Sí no sabía, ¡lo investigaba!, sí no tenía, ¡lo conseguía!, pinche Chale, era algo extraordinario, era una chulada ese cabrón  ¡nunca se le atoraba la carreta!, era ese tipo de personas que podías confiar ciegamente y que nunca, jamás, te dejaría abajo. Era mi hermano.

El Chale y yo vivimos aventuras que ni para que contarlas, con decirles que fue mi padrino de Boda, bautizo a mis hijos, nunca hubo una fiesta o momento importante que no estuviera presente, a donde iba yo, que no fuera él.

Recuerdo aún la fachada del Chale: Flaco, estatura mediana, siempre vestía pantalón guinda, camisa a cuadros, huaraches de llanta y correa, pelo largo, era el clásico “güero marismeño”, el cabello era castaño con mechones rojizos, largo, descuidado, con un acento muy peculiar entre cantado estilo rancho y ciudad porteña, que era inconfundible.

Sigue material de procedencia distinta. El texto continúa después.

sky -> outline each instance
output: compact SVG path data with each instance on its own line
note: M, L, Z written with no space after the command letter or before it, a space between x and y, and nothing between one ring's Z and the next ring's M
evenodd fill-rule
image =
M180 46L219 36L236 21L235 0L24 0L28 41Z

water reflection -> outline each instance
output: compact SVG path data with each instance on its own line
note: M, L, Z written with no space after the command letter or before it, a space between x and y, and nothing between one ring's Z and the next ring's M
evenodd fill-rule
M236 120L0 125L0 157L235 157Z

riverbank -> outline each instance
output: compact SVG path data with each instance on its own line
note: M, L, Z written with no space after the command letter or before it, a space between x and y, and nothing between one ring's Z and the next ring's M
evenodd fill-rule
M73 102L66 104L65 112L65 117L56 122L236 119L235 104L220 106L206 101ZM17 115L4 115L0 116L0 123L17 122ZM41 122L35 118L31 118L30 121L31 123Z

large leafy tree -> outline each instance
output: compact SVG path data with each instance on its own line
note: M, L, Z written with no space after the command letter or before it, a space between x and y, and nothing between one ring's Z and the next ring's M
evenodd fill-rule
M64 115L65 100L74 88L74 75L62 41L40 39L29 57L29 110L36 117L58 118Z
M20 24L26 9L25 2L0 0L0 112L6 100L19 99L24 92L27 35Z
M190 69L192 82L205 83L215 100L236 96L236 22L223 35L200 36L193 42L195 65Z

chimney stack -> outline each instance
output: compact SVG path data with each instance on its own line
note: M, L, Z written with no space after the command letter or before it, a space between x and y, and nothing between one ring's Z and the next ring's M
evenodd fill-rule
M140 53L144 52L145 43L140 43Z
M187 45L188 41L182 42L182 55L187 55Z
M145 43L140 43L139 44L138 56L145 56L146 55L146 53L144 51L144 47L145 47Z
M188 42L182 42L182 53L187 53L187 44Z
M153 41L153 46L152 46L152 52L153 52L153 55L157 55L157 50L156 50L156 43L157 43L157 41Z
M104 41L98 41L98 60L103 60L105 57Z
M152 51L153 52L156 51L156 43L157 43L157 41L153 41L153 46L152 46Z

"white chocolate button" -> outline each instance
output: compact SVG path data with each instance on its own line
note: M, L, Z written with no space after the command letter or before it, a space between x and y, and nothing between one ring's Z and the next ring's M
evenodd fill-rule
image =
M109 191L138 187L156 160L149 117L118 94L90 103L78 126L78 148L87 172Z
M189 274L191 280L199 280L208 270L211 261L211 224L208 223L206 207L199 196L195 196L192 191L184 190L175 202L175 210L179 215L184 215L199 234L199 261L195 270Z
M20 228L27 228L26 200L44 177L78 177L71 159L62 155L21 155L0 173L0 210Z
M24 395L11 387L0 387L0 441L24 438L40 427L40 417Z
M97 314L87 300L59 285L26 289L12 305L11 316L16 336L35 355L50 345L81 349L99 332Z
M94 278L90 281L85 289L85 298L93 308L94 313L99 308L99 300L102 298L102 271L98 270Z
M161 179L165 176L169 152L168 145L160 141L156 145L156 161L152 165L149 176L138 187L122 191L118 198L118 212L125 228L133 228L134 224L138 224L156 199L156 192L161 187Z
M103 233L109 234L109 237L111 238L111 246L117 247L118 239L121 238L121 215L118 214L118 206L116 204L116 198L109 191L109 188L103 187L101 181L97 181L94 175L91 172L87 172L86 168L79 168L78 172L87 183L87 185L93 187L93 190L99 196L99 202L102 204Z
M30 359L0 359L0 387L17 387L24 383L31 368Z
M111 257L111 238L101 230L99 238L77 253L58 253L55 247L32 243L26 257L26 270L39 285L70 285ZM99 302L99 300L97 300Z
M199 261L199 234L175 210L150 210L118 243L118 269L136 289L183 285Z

Y sin dejar de mencionar una sonrisa que cautivaba a cualquiera.

El origen de Chale, en realidad nunca lo supe, es más, ¡nunca me lo pudo decir!, solo sabía que lo había criado su abuela, doña Moñón -Leonor Tirado-, una señora grande de aspecto fuerte, de pocas palabras y muchos chingazos, como la describía el Chale años después.

Al parecer, Chale era el hijo de una de las hijas de doña Moñón, que había salido panzona en su casa, y prefirió dejárselo a la mamá y desaparecer de la escena familiar, años después sabríamos que se había ido a Tijuana.

Doña Moñón, nunca hablaba de esa hija. En una navidad, recuerdo haber sido invitado a los buñuelos y la miel de piloncillo, que por cierto era un manjar como los preparaba la abuela del Chale, se puso muy melancólico el Chale y le preguntó a su abuela por su mamá, la respuesta fue inmediata: “¡Nunca me vuelvas a preguntar por esa pinche puta malagradecida!”, y volvió a dejar en claro cuál era su sentimiento y postura: “¡No hablo de muertos!”, “¡Se murió!”, ¡entendiste José Ángel!.

El silencio llenó esa noche como si fuera una espesa neblina, que nublaba nuestros ojos, como si quisiéramos borrar de nuestra mente, ese eterno sentimiento de orfandad y tristeza que nos perseguía a todo momento.

Después de ese día, jamás volvimos a platicar de nuestra familia, porque entendimos que nosotros éramos nuestra propia familia, Chale y yo, seríamos nuestra propia familia, la que supliría nuestro doloroso origen y empezaríamos a formar una nueva, que llenaría los vacíos y deficiencias que las propias nunca habían llenado y menos satisfecho.